Fastest way to check that a PDF is corrupted (Or just missing EOF) in Ruby?

I am looking for a way to check if a PDF is missing an end of file character. So far I have found I can use the pdf-reader gem and catch the MalformedPDFError exception, or of course I could simply open the whole file and check if the last character was an EOF. I need to process lots of potentially large PDF's and I want to load as little memory as possible.

Note: all the files I want to detect will be lacking the EOF marker, so I feel like this is a little more specific scenario then detecting general PDF "corruption". What is the best, fast way to do this?

Solution

TL;DR

Looking for %%EOF, with or without related structures, is relatively speedy even if you scan the entirety of a reasonably-sized PDF file.

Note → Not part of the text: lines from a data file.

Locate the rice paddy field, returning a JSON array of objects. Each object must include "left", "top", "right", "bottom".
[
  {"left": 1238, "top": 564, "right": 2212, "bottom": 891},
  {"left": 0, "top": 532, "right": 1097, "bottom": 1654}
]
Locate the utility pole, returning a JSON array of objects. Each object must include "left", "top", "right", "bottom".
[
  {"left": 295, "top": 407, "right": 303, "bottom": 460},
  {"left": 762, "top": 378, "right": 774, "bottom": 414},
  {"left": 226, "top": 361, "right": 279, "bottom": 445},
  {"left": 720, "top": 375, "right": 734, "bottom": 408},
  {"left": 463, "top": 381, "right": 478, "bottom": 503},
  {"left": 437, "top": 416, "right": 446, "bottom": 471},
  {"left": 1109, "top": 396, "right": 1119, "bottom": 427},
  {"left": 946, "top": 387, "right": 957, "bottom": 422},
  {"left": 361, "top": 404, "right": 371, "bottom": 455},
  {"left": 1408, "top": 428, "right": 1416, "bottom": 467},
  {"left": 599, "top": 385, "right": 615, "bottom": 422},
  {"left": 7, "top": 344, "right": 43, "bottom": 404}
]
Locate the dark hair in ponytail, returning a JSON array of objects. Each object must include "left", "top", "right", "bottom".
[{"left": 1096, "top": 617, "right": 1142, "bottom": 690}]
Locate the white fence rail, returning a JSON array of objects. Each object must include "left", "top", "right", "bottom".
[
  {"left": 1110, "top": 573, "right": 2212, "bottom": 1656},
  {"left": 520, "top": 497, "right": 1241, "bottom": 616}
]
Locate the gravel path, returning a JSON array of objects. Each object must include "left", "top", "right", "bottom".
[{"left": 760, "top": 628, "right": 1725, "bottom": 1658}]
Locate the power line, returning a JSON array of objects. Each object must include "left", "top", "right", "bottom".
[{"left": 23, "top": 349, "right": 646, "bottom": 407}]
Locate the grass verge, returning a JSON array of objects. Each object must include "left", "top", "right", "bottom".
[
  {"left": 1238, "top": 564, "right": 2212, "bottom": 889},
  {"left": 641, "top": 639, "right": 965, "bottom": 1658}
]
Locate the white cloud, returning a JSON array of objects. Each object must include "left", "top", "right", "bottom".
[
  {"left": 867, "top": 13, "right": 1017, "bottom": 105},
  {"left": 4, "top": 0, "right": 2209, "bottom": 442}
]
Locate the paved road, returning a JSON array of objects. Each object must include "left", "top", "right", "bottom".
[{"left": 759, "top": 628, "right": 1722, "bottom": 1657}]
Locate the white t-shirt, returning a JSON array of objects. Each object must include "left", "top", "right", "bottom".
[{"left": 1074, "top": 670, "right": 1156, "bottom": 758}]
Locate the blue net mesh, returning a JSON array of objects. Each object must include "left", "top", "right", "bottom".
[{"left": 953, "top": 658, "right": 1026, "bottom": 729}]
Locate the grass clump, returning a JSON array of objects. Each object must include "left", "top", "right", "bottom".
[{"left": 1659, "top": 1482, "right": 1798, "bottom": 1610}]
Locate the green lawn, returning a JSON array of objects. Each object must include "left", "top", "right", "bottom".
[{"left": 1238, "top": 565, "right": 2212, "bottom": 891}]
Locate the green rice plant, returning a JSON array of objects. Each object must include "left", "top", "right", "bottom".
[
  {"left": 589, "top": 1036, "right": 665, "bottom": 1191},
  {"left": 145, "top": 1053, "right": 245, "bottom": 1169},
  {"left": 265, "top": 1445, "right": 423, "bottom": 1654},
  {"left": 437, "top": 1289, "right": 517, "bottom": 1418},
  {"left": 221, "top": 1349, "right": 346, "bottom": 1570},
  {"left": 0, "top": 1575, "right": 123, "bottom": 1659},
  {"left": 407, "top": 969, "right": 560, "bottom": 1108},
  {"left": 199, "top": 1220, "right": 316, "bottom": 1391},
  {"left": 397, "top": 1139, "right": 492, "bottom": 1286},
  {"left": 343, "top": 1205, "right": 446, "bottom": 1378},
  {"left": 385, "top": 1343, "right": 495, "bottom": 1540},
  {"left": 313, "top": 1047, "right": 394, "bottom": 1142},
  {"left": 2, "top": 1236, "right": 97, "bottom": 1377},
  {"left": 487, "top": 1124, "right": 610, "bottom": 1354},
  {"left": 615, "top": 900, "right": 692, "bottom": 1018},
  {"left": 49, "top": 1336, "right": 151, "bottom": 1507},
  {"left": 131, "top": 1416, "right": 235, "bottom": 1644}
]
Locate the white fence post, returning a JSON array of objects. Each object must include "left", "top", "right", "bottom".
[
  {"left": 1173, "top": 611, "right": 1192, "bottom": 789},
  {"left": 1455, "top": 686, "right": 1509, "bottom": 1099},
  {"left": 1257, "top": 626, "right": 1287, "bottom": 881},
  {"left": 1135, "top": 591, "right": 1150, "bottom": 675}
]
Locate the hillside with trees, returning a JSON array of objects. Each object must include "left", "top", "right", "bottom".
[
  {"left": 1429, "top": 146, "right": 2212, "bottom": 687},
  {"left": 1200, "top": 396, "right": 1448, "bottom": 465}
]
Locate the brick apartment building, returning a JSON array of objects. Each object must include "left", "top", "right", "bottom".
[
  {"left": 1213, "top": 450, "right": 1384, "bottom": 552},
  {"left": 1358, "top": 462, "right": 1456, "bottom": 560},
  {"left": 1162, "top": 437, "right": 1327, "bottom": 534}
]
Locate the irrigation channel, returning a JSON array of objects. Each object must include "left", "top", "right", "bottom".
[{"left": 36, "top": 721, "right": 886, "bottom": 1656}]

However, you can gain a speed boost if you restrict your search to the last kilobyte, or the last 6 or 7 bytes if you simply want to validate that %%EOF\n is the only thing on the last line of a PDF file.

Note that only a full parse of the PDF file can tell you if the file is corrupted, and only a full parse of the File Trailer can fully validate the trailer's conformance to standards. However, I provide two approximations below that are reasonably accurate and relatively fast in the general case.

Check Last Kilobyte for File Trailer

This option is fairly fast, since it only looks at the tail of the file, and uses a string comparison rather than a regular expression match. According to Adobe:

Acrobat viewers require only that the %%EOF marker appear somewhere within the last 1024 bytes of the file.

Therefore, the following will work by looking for the file trailer instruction within that range:

def valid_file_trailer? filename
  File.open filename { |f| f.seek -1024, :END; f.read.include? '%%EOF' }
end

A Stricter Check of the File Trailer via Regex

However, the ISO standard is both more complex and a lot more strict. It says, in part:

The last line of the file shall contain only the end-of-file marker, %%EOF. The two preceding lines shall contain, one per line and in order, the keyword startxref and the byte offset in the decoded stream from the beginning of the file to the beginning of the xref keyword in the last cross-reference section. The startxref line shall be preceded by the trailer dictionary, consisting of the keyword trailer followed by a series of key-value pairs enclosed in double angle brackets (<< … >>) (using LESS-THAN SIGNs (3Ch) and GREATER-THAN SIGNs (3Eh)).

Without actually parsing the PDF, you won't be able to validate this with perfect accuracy using regular expressions, but you can get close. For example:

def valid_file_trailer? filename
  pattern = /^startxref\n\d+\n%%EOF\n\z/m
  File.open(filename) { |f| !!(f.read.scrub =~ pattern) }
end